Interdiction problems and 2-person sequential games: beyond NP-completeness

Speaker

MIT Sloan School of Management

Abstract

In the Knapsack Problem (KP), a decision maker wants to select items of value V or more to put into a knapsack subject to a weight limit.  In the Interdiction Knapsack Problem (IKP), an adversary can block K items from being selected.  The adversary’s goal is to prevent the decision maker from achieving a value of V. The IKP is a sequential game with an initial move by the adversary followed by a move from the decision maker. The Knapsack Problem is NP-complete. The IKP is one level harder than NP-complete. 

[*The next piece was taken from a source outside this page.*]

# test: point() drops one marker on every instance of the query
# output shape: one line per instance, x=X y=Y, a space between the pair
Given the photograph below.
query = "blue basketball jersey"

We have proved a meta-theorem which establishes that the Interdiction Traveling Salesman Problem, the Interdiction Set Packing Problem, the Interdiction Set Cover Problem, and hundreds of other interdiction problems are all one level harder than NP-complete.  We have also established meta-theorems showing that hundreds of min max regret problems are one level harder than NP-complete.  We discuss our meta-theorems and relate them to the complexity of 2-person sequential games.

This talk does not assume a knowledge of complexity other than an understanding of NP-completeness.

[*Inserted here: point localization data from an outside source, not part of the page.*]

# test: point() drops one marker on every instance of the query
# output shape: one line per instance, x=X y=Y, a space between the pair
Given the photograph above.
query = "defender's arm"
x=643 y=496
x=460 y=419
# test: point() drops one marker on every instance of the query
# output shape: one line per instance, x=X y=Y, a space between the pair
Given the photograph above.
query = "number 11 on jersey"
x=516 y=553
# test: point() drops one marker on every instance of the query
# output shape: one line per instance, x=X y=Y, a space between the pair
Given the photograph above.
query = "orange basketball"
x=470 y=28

This work is joint with Christoph Grüne, Berit Johannes, and Lasse Wulf.

Speaker Bio

James Orlin is the E. Pennell Brooks (1917) Professor of Operations Research at the MIT Sloan School.  He is best known for his research on obtaining faster algorithms for problems in network and combinatorial optimization and for his text with Ravi Ahuja and Tom Magnanti entitled Network Flows: Theory, Algorithms, and Applications. 

He has won various awards for his co-authored publications: including the 1993 Lanchester Prize for the best publication in O.R., the 2016 ACM SIGecom Test of Time Award, for a paper published between 10 and 25 years ago that has had “significant impact on research or applications that exemplify the interplay of economics and computation,” and the 2020 Khachyian prize for lifetime achievements in the area of optimization.  He is also a MacVicar fellow, an honor that is awarded at MIT to faculty for their “outstanding contributions to undergraduate education, and for their exceptional teaching, mentoring, and educational innovation.”